- The Backstage Pass: A time when local Wikipedians can visit the museum and receive a behind the scenes tour of collections.
- An Edit-a-Thon: An effort between museum curators and Wikipedians to create and improve Wikipedia articles related to one topic.
- A Translate-a-Thon: Collaboration with Wikipedians who meet in another location (or country) and translate articles into other languages.
There have been Wikipedia Backstage Passes, Edit-a-Thons, and Translation efforts all over the world. But this is the first time that all three have been attempted at the same time. Here's how it went down:
Wikipedians traveled from all over the state to take part in the Backstage Pass, which took them behind the scenes into all areas of collections storage. These events are important for Wikipedians because they're able to take photographs of rarely seen objects. These photos are then uploaded into Wikimedia Commons, the image repository, and used in articles throughout Wikipedia. In fact, we were so excited to have one particular photographer attend that the curators prepared objects to be photographed ahead of time. Some of these objects can already be viewed on Commons.
The focus of the day was on the Caplan Collection, a significant portion of the museum's collection that is made up of folk art and toys donated by Frank and Theresa Caplan in 1985. We were lucky to have in attendance Ron Gibson, the former Children's Museum registrar who was in charge of the transportation and acquisition of the Caplan Collection in the 1980s. Mr. Gibson shared amazing stories about his experience, which we now have on video to use as an oral history about the collection.
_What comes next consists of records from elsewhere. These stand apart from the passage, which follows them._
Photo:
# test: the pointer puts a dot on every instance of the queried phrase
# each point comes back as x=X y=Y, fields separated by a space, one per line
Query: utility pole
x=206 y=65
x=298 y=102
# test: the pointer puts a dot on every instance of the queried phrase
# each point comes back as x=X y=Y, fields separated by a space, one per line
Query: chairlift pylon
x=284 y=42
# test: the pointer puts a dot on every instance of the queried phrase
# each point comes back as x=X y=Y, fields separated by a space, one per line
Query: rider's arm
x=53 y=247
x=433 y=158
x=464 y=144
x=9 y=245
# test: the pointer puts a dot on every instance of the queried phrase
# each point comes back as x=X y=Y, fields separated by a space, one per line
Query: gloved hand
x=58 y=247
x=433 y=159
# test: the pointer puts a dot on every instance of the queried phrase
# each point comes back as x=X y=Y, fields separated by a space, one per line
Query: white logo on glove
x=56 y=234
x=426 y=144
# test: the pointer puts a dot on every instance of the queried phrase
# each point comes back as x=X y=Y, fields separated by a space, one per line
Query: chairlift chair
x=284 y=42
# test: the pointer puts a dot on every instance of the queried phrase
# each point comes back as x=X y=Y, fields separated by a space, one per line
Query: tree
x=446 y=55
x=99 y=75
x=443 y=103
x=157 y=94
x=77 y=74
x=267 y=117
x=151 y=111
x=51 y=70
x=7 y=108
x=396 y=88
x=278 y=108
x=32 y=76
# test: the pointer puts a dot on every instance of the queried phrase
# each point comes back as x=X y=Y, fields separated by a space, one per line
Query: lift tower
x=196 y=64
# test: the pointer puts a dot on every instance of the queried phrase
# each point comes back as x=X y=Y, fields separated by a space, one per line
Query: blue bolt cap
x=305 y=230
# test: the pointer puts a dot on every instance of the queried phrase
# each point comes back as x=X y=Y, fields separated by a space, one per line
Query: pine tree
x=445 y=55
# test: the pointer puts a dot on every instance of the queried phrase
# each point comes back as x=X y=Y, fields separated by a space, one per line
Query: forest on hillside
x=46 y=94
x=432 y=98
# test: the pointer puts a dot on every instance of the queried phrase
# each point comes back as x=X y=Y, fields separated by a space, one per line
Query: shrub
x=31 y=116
In the afternoon everyone helped with our Edit-a-Thon, which focused on creating and improving articles about the Caplan Collection. Children's museum curators and archivists worked tirelessly to gather and digitize a large amount of resources relating to Frank and Theresa Caplan, the history of their toy company Creative Playthings, and the Caplan Collection itself. The on-site Wikipedians then used these sources to create three new articles, while other Wikipedians worked online to create yet a fourth article.
At the same time, college students in the Wikipedia Club in Mexico City participated in our Translate-a-Thon. The students checked in over Skype as they translated Children's Museum-related articles into Spanish. (You can see photos of the event on Commons.) By the end of the day, six articles about the museum's most iconic objects were translated into Spanish. Thanks to their help, the QRpedia codes in exhibits are now more accessible to Spanish speaking visitors.
It was an exciting day of sharing the Children's Museum's treasures with Wikipedians from around the state and around the world. With their help, now more families can learn about the Caplan Collection and some of the museum's most beloved objects. Be sure to check out all of their hard work in the Children's Museum of Indianapolis Category in Wikipedia.